可他明明一切都好好。
吕季秋愣了一会儿,最后拍了拍自己的脑袋,觉得自己有些莫名其妙,兄弟只是不告而别而已。
心里不痛快,下次见面揍他一拳就好了,在这里矫情什么。
吕季秋来的快,走的也很快。
谢时序深吸一口气,缓缓吐了出来,他觉得张月半说的对,得不到回应的热情,就适可而止,这样对两个人都好。
若是强求,真的就是磨难。
谢时序抬头看了眼天色,他跟温知南两人刚睡下不久,这会还困倦的很,视线幽幽的在几棵树上扫过。
“再放人进来,扣你月钱。”
“是。
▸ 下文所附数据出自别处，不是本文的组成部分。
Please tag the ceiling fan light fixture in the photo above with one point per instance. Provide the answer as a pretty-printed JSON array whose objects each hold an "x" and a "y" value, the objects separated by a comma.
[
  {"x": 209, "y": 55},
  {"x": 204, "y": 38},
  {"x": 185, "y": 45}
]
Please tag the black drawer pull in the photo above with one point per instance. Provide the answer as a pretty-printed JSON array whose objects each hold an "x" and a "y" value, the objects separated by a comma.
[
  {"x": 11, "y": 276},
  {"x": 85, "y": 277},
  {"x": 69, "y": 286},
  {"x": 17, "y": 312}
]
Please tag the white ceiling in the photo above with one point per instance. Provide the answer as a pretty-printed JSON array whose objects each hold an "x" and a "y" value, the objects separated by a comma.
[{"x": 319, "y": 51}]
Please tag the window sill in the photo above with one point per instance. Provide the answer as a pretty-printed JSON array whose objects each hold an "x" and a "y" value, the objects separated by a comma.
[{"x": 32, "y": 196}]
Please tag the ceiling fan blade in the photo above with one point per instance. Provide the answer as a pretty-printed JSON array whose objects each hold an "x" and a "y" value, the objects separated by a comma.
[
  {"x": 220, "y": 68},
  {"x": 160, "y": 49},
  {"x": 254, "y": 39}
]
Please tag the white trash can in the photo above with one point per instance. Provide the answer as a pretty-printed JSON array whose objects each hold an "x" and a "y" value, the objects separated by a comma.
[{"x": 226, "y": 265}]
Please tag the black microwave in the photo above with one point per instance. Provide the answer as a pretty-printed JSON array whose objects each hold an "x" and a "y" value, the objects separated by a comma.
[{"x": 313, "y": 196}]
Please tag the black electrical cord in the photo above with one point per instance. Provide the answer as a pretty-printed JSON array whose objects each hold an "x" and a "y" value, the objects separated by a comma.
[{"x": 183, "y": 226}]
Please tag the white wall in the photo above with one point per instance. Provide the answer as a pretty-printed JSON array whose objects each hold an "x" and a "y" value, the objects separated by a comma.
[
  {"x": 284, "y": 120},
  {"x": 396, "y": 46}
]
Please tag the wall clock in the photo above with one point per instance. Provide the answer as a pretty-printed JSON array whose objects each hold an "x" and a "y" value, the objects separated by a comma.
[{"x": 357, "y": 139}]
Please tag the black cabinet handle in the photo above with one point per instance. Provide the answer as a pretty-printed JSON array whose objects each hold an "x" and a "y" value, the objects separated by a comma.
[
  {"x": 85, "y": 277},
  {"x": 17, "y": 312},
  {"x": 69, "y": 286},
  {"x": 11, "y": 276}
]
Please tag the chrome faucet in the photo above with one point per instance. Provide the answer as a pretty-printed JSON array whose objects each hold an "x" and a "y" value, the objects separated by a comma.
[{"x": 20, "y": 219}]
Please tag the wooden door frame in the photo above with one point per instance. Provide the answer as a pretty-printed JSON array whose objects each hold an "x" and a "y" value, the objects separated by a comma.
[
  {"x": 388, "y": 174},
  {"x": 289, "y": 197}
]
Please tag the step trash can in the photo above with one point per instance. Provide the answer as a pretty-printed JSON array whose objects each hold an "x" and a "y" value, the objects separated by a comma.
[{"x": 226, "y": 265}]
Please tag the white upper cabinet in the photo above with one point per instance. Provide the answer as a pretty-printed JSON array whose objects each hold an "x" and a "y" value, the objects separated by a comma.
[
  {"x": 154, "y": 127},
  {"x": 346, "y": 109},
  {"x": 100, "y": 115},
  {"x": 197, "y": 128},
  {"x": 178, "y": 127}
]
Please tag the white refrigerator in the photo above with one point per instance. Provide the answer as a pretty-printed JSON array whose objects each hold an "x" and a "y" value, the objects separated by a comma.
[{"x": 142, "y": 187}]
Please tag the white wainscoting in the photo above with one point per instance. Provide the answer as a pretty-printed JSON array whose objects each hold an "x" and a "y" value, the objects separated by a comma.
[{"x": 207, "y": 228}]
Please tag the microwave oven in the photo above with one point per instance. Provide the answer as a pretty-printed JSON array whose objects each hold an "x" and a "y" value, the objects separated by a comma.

”
既白隐在墙角的阴影里,闻言有些郁闷,应了一声后,探头往谢时序那边瞄了一眼,顺着他的视线看向院中的几棵树。
一时间有些犹豫,他现在是不是应该去树上?
谢时序听着声音传来的方向,往墙角看了一眼,转身进了屋。
退了鞋袜,捏着被角刚刚躺进去,温知南就转身搂了过来,手臂搭在他腰上,脸颊蹭着他胸膛。
迷迷糊糊像只小猫一样,开口还带着没有睡醒的湿软。
“什么事?”
“没事。”
谢时序长指微垂,指腹相互摩擦了一下,还是没忍住轻捏了一下温知南的脸颊。
“嘉礼搬去了国子监,元珩过来问问。”
温知南哼哼唧唧的又往谢时序怀里蹭了蹭,应了一声,寻了一个舒服的姿势不动了。
谢时序把人往怀里揽了揽,低头埋进他脖颈之间,呼吸间都是温知南身上好闻的味道。
被张月半和吕季秋两人扰乱的心忽然就安定了。
无论如何,阿南不会离开他,他也不会放手,他们会携手同行,白头到老。
不能说点好听的?
之后的日子每天几乎都是相同的,谢时序白天读书,温知南就去各个铺子,晚上吃过晚饭,两人就腻在一起说说话,做做爱做的事。
时间过的飞快,眨眼进了二月,到了年关。
两人都是头一次在外面过年,要准备的事情也多,温知南又变得忙碌起来,三十这天更是起了一个大早。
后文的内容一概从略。